Movimentos sociais na Europa: Entrevista com Josep Maria Antentas, Professor de Sociologia da UAB
Os movimentos sociais têm sido um valioso instrumento na luta contra as políticas neoliberais. Conseguiram articular debates, campanhas e mobilizações e levaram às ruas milhares de pessoas. Depois desse impulso, os movimentos sociais parecem ter caído na monotonia e na inércia. Analisamos esse fenômeno com o professor de sociologia da Universidade Autônoma de Barcelona, Josep Maria Antentas.
-O êxito do Primeiro Fórum Social gerou muitas expectativas. Que mudanças aconteceram desde então e em que situação se encontra agora?
-O Fórum Social Mundial (FSM) converteu-se em uma referência simbólica internacional importante para uma grande parte das forças críticas à globalização neoliberal, apesar de que o alcance do processo tem sido desigual nos distintos continentes. Depois de uma primeira etapa de ascensão, de aumento de sua visibilidade e de crescente capacidade de atração, o Fórum atravessa atualmente uma crise de perspectivas e um futuro incerto. Não ficou à margem do refluxo atual do movimento “antiglobalização” e dos protestos internacionais. O último período na trajetória do Fórum mostra tendências à institucionalização do evento e ao distanciamento respectivo das lutas sociais. A perda de impulso do movimento “antiglobalização” e a dispersão e fragmentação dos protestos geraram, progressivamente, brechas crescentes entre o processo do FSM e as lutas reais, cujo vínculo se fez praticamente de forma automática no período inicial.

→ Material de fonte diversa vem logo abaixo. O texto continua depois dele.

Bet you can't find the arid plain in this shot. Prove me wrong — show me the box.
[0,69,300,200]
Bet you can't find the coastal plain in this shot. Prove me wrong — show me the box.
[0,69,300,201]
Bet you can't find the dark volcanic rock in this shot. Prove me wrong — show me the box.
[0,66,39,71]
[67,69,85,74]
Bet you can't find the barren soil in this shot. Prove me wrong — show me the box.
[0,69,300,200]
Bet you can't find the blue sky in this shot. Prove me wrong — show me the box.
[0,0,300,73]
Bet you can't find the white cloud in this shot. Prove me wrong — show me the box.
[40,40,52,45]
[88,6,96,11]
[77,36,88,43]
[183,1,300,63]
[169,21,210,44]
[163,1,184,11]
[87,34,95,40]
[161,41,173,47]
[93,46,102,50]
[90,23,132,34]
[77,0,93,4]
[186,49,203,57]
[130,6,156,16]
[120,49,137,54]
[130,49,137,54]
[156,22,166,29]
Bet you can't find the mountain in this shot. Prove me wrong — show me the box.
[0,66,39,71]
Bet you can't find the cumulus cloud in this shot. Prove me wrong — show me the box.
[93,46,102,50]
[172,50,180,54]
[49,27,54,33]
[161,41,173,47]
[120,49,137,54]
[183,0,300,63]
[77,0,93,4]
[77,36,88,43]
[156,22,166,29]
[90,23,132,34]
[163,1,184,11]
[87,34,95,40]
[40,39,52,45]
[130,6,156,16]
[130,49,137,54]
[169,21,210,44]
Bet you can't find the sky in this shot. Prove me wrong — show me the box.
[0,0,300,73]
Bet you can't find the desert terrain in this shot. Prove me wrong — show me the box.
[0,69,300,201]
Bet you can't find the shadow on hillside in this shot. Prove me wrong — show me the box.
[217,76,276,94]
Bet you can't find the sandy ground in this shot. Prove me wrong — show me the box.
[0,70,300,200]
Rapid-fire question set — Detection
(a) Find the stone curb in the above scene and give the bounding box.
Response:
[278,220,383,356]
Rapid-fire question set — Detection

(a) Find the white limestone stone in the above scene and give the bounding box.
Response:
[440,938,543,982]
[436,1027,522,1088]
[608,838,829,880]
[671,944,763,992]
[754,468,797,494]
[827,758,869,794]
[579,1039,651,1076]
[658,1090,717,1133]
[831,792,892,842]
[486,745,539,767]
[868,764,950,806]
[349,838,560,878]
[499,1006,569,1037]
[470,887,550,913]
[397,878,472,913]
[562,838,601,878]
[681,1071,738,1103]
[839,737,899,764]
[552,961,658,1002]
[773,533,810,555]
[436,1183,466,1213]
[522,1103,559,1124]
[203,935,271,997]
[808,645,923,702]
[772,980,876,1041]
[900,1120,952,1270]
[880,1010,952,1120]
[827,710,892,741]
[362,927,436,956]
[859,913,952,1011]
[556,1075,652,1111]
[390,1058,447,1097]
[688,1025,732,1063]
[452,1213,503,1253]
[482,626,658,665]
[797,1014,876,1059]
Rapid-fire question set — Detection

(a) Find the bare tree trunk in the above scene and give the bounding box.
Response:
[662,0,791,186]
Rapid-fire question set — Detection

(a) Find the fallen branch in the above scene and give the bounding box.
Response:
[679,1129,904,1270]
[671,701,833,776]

O Fórum conseguiu muito e pouco, ao mesmo tempo. No que se refere ao impacto concreto e à sua utilizade real, os fóruns não têm gerado automaticamente um reforço das lutas sociais. Porém, têm sido uma referência para algumas delas; têm inspirado campanhas diversas e têm contribuído para criar um clima mais propicio ao trabalho em comum nos lugares onde têm sido realizados. Os fóruns sociais não são um fim em si mesmos, mas um instrumento ao serviço da discussão e à articulação de campanhas e mobilizações e têm que ser vistos e concebidos como tais.
O Fórum necessita afrontar importantes debates sobre seu futuro para evitar cair em um processo de repetição e de rotina e manter sua funcionalidade enquanto espaço de discussão e de articulação das resistências contra a globalização neoliberal. No dia em que aparecesse como um projeto desvinculado delas, o Fórum se desfaria rapidamente ou perderia sua utilidade como instrumento para continuar avançando na luta por esse “outro mundo possível”.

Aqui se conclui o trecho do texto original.